Spelling it like it is, comrade
Sidey was buoyed by the Art of Protest, a 'pop-up' exhibition (it's great, it's modern, it could be a toaster) in Manchester, celebrating the culture of dissent but slightly concerned by one image of a young man holding a handmade placard that sought to draw attention to the iniquity of unpaid work experience opportunities in which large companies hold out the promise of employment to young people able to afford to work for nothing for a considerable period of time. The banner might have had a bigger impact had the final word of the "Stop free internship" message not been missing a pivotal 'N'

Radio Toff disappoints over muesli
Let us state for the record that Sideliner is no enemy of change per se but Row Z finds itself firmly on the side of the disgruntled when it comes to changes to Radio 3's breakfast output. Having Jean from Doncaster pop up at just gone half past eight to explain “down the line” why Vivaldi's Four Seasons reminds her of a lovely weekend in Formby in 1971 or Bob from Godalming celebrating Handel's Messiah because it reminds him of his Auntie Pauline who always loved a good tune is beginning to grate.

Radio with toughs, far better
Speaking of the wireless, the BBC’s fifth channel – the one that deals with news and sport – is absolutely at its best when there is no sport actually happening. Saturday morning previews of kickball contests are immeasurably more entertaining than the subsequent commentaries or the round-ups; even the phone-ins are often amusing and, yes, engaging. Friday evening is an example, although this is not a slot much visited by the trendy young folk from Row Z Towers who down their electronic tools on the stroke of 6 o’clock each week before adding gel to their hair and a swagger to their step as they “shoot off” to a chrome-and-steel wine bar in the centre, nay the hub, of town. Those with less pressing alcoholic needs, however, were treated recently to Colin Murray interviewing Roy Keene and then Noel Gallagher about the then forthcoming Manchester derby. Gallagher on music and football was a joy and Murray’s delight at nailing the interview palpable.

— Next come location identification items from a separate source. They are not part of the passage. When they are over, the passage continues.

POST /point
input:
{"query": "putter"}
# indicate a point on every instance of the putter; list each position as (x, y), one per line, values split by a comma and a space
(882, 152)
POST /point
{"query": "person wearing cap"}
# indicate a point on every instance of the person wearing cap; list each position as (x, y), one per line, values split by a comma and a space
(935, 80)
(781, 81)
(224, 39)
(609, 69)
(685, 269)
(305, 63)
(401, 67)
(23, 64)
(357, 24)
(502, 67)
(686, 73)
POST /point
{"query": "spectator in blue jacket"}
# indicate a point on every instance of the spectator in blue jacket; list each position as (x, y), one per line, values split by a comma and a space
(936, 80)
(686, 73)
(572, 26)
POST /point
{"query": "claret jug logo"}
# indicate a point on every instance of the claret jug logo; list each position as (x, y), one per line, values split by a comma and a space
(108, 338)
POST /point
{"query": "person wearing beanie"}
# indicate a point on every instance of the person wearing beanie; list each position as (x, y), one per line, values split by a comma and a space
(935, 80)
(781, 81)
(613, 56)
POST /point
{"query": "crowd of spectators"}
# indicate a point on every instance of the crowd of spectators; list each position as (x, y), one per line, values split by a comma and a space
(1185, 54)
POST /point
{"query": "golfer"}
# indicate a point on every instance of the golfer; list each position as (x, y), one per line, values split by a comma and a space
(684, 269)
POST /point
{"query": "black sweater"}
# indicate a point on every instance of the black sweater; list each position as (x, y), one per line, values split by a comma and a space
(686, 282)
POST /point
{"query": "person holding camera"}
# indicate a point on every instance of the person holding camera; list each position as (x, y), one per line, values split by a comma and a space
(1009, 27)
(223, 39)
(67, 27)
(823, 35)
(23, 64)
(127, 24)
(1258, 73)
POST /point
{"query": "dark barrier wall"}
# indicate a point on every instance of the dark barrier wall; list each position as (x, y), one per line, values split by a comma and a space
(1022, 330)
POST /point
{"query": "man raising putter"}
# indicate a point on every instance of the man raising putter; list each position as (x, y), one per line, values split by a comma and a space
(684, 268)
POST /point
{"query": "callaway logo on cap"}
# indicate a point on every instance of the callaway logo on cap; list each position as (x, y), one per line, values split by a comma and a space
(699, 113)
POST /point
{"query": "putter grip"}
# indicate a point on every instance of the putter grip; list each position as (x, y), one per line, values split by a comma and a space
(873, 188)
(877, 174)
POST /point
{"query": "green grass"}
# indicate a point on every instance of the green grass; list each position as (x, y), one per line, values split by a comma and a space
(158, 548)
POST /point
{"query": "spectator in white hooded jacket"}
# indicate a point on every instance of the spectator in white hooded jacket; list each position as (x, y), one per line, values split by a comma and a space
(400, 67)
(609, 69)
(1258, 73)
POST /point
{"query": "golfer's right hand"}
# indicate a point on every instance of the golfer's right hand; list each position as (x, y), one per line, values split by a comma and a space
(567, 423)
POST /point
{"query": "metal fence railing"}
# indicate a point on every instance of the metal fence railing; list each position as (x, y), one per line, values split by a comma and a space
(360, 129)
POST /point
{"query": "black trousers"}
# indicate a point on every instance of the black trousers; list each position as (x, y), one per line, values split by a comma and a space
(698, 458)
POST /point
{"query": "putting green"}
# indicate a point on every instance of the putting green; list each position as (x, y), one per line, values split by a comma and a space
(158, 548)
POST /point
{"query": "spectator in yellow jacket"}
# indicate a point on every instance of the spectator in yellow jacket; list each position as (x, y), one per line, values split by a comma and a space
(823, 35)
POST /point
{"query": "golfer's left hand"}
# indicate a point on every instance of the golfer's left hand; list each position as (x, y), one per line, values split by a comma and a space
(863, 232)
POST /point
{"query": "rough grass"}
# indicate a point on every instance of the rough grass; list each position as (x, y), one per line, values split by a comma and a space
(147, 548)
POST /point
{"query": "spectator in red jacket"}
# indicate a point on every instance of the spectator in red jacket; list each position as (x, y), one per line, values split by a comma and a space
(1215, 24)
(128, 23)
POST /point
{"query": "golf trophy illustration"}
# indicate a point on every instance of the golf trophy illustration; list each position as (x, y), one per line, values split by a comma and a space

Yes, he did go on a bit later about Pat Nevin’s candidacy for the rectorship of a Scottish university – he called him Hannibal Rector (sigh) – but taken as a whole, fantastic listening.


Like a Springer Spaniel with a smelly tennis ball, this feature is about to cross the line between ‘lovable’ and ‘aggravating’ but until it does, “Fetch, Lily”:

What have we learned from:

Sport England dropping the SCUK equity workshop from Clubmark: that you can lead a sports club to a workshop but you can not make them value it; that spirals go down as well as up; that the good, white, middle-aged, middle-class people who run British sport don’t need to be challenged unnecessarily on their attitudes to race, gender, sexuality or disability as it might upset them.

Motor sport: that there are some things you don’t joke about

Tevez versus Manchester City: that had Mancini met Tevez when the former was in his prime he would have kicked him into the abroad equivalent of Row Z; that, according to some, a professional kickballer being asked to warm up is tantamount to ritual humiliation; that Gordon the Hutt of the PFA is the love child of Vidkun Quisling and X-Factor Billy Nomates, Louis Walsh; that the ‘professional’ in ‘professional football’ is one of the most inappropriate uses of an adjective since someone called Tony Blair an honest broker.

Talk Sport versus the BBC: that some people get above themselves some times; that self-interest is a powerful motivator; that only someone wanting to score cheap points would argue that angling, badminton and hockey will make riveting radio; that the BBC completely fulfil their responsibility to minority interest – and indeed very boring – sports by their extended coverage of Formula 1.